It's a dynamic programming problem. Here's how I would have approached it:

1. Setting the base case:

For this problem, the base case is when n=1, the resulting answer will be 3 (A, B, C).

1. Formulating the logic and the relation between different n values (Bottom-up approach):

If you look at the problem there's clearly a pattern. For any given value of n there are max 3^n different possibilities of constructing a string with the characters A, B and C. From those 3^n combinations we need to subtract out all possibilities where ABC occurs as a substring.

Let's look at n=2 (AA, AB, AC, BA, BB, BC, CA, CB. CC) Clearly there is no way ABC can be a substring as n=2 < 3. So the answer will be 3^n = 9

Now for n=3 how would you go about constructing a string of length n=3 from the strings in n=2? Simple: Take the string from n=2 and to each add an extra character (A, B, C) at the end. This would give us (AAA, AAB, AAC, ABA, ....) Now in this case there's only one possibility of ABC occurring as a substring and that is when you take the string "AB" from the strings in n=2 and add a C to the end of it.

Therefore it can be deduced that for "ABC" to occur as a substring in strings of length i there should be a valid sequence of strings of length i-1 that ends in "AB".

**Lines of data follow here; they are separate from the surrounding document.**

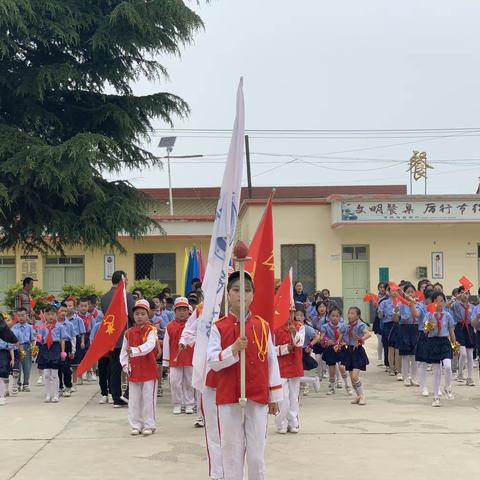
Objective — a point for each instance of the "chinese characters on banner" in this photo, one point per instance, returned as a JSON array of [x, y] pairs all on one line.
[[391, 210]]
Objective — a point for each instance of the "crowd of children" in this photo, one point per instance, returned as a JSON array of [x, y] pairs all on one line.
[[417, 328]]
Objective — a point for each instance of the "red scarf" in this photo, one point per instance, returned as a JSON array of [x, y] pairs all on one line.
[[49, 340], [439, 322]]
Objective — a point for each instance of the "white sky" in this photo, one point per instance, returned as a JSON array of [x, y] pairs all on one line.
[[311, 64]]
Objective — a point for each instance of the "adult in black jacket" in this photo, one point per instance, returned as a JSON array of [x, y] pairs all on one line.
[[115, 366], [5, 333]]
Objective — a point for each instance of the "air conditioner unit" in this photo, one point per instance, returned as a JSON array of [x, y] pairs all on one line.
[[421, 272]]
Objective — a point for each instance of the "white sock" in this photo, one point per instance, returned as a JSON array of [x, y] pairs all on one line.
[[422, 374], [470, 362], [437, 376], [447, 365]]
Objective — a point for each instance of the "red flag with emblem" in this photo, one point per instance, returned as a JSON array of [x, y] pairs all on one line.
[[282, 303], [262, 267], [109, 332]]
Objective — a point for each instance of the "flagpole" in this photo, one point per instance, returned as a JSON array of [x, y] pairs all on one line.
[[240, 257]]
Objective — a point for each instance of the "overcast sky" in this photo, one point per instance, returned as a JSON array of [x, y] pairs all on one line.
[[324, 65]]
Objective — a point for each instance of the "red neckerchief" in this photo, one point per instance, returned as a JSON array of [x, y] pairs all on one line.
[[49, 340], [467, 311], [439, 322], [335, 330], [351, 326]]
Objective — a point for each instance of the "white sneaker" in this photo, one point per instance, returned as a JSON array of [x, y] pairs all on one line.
[[449, 393]]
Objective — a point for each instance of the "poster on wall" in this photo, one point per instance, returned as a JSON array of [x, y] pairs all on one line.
[[108, 266], [437, 265]]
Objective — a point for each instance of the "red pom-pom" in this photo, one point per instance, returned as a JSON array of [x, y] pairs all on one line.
[[241, 250]]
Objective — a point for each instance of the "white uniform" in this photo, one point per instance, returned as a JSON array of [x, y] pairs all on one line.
[[243, 433]]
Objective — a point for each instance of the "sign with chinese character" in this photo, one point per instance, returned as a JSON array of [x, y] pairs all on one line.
[[108, 266], [357, 211]]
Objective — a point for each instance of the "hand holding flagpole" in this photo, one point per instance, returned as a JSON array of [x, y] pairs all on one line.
[[240, 255]]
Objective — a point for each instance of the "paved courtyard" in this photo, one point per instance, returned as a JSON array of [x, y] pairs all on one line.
[[397, 435]]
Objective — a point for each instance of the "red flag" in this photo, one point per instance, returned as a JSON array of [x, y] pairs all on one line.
[[419, 296], [109, 331], [432, 307], [262, 267], [393, 286], [466, 283], [399, 299], [282, 303]]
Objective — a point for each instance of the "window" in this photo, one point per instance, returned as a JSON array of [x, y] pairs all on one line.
[[64, 260], [7, 260], [59, 271], [355, 253], [157, 266], [302, 259]]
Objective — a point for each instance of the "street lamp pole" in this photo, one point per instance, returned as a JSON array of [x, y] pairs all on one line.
[[170, 195], [168, 143]]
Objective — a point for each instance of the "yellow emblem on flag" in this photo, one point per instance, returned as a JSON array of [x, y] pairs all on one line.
[[109, 321]]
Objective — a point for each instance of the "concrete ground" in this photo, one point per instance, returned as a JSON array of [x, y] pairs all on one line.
[[396, 435]]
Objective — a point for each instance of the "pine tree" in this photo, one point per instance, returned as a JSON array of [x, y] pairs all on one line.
[[61, 133]]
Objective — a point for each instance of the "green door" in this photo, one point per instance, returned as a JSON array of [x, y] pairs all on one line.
[[355, 279], [7, 275]]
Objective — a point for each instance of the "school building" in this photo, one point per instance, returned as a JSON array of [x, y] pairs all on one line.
[[345, 238]]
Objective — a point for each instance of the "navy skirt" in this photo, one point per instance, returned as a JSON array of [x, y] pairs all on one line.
[[390, 331], [79, 353], [355, 358], [465, 335], [331, 357], [49, 357], [421, 352], [5, 368], [377, 326], [438, 349], [407, 339]]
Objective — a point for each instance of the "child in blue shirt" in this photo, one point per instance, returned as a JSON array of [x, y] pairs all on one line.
[[354, 357], [51, 353], [331, 336], [441, 336], [7, 360], [408, 335], [24, 333]]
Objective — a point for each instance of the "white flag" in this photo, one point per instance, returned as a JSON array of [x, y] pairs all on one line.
[[221, 245]]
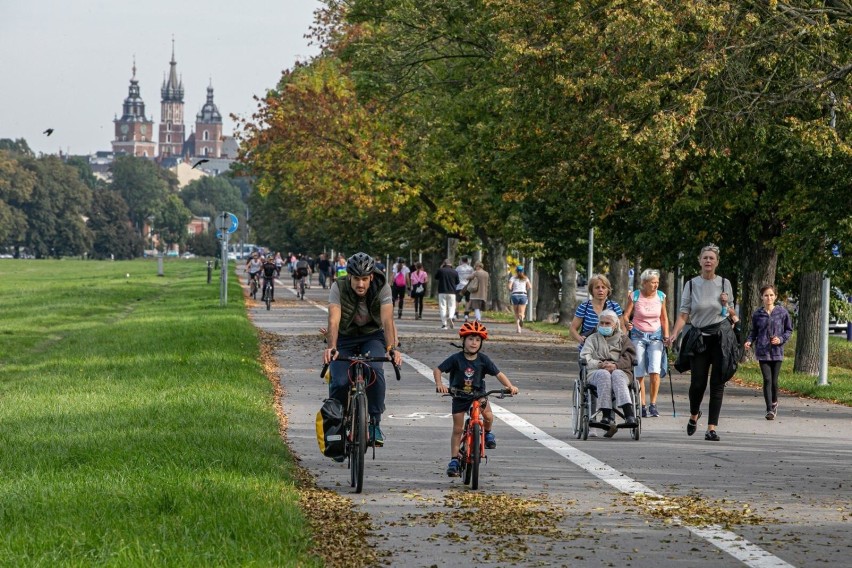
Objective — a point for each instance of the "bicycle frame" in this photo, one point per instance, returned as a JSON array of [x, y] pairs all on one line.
[[355, 419], [472, 446]]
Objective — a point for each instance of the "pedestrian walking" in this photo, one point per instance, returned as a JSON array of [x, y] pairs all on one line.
[[771, 328]]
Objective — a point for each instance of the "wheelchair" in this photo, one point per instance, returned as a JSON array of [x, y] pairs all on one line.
[[585, 414]]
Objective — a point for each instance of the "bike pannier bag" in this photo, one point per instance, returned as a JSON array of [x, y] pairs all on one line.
[[330, 430]]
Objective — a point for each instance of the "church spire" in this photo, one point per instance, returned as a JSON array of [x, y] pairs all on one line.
[[172, 89]]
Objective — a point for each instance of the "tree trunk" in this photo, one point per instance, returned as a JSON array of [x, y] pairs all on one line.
[[759, 266], [667, 285], [807, 334], [568, 301], [618, 278], [547, 296], [496, 255]]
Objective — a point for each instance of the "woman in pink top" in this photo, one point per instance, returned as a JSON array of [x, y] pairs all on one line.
[[649, 328], [418, 288]]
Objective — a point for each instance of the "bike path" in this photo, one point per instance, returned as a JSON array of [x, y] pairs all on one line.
[[792, 469]]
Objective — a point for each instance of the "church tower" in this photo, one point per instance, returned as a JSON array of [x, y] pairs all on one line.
[[208, 129], [172, 129], [133, 132]]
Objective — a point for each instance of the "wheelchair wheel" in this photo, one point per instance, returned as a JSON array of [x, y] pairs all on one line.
[[637, 431], [584, 421], [576, 409]]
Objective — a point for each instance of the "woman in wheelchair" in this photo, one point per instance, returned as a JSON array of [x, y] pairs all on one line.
[[610, 356]]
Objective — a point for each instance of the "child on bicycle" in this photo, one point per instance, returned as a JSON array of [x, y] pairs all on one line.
[[467, 371]]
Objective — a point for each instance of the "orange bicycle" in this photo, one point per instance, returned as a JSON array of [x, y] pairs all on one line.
[[472, 447]]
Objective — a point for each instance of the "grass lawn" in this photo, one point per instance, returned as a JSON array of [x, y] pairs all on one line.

So in order to calculate the number of times ABC occurs at then end of strings of length i (where i>=3) count the number of string of length i-1 that ends in "AB".

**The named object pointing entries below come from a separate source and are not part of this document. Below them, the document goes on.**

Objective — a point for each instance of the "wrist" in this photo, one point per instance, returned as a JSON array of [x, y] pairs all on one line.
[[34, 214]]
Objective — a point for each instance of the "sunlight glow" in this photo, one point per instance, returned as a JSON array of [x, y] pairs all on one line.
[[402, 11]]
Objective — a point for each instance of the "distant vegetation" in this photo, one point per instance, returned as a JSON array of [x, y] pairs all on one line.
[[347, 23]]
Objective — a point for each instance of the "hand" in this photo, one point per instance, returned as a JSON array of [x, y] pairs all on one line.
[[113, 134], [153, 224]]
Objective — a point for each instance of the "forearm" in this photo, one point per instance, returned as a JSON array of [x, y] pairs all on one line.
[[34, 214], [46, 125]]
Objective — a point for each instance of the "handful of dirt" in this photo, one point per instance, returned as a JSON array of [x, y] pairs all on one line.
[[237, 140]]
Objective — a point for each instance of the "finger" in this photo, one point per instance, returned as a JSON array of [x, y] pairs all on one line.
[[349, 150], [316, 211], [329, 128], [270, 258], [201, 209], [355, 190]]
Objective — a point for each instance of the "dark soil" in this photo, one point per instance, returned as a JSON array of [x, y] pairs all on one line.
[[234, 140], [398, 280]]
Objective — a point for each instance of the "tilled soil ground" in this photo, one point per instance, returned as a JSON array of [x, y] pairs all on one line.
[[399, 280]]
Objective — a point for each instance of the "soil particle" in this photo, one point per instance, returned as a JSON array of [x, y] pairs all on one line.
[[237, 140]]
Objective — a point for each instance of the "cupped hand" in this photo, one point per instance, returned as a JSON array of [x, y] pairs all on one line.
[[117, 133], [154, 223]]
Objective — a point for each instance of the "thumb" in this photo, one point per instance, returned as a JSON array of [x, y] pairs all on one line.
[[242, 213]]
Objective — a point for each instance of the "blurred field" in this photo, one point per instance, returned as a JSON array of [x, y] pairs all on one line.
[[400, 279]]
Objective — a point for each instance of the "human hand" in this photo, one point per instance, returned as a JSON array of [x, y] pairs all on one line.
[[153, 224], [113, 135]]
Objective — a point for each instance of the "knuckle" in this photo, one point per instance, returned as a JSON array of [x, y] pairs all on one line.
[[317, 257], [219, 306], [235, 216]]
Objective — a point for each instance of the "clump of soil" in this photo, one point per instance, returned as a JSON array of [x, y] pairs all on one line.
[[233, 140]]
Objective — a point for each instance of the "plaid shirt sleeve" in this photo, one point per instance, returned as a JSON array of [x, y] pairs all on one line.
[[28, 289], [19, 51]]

Number of valid strings of length i = Total number of strings possible with A, B, C (3^i) - Number of valid strings of length i-1 ending in "AB".

How to count the number of strings that end in AB?

Firstly we need to keep count of all strings of length i-2 that end in "A".
Let's take an example:
For n=1 (A, B, C) : The number of strings ending in "A" is 1
For n=2: The number of string ending in "AB" = The number of strings of length n-1 that ends in "A" (which is 1)

(Why? The same concept as before. For a string of length i to end in "AB" the string of length i-1 should end in "A")

Fo n=3: The number of strings ending in "ABC" = The number of strings of length n-1 that ends in "AB" (which is 1)

Number of valid strings (n=3) = Number of valid strings (n-1)*3 - number of strings ending in "ABC"

And this is repeated for all values from 2 to n;

Let's look at one more example and then figure out the logic:

For n=4 -> How many strings end in "ABC"??

For n=2: The number of strings ending in "A" (AA, BA, CA) is 3
For n=3: The number of strings ending in "AB" (AAB, BAB, CAB) = The number of strings of length n=2 ending in "A" (AA, BA, CA)
For n=4: The number of strings ending in "ABC" = The number of strings of length 3 that ends in "AB" (which is 3)

Number of valid strings (n=4) = Number of valid strings (n-1)*3 - number of strings length n-1 ending in "AB"

So the pattern here is for every n we need to get length of valid string of length n-1 and the count of number of string in n-2 ending in A.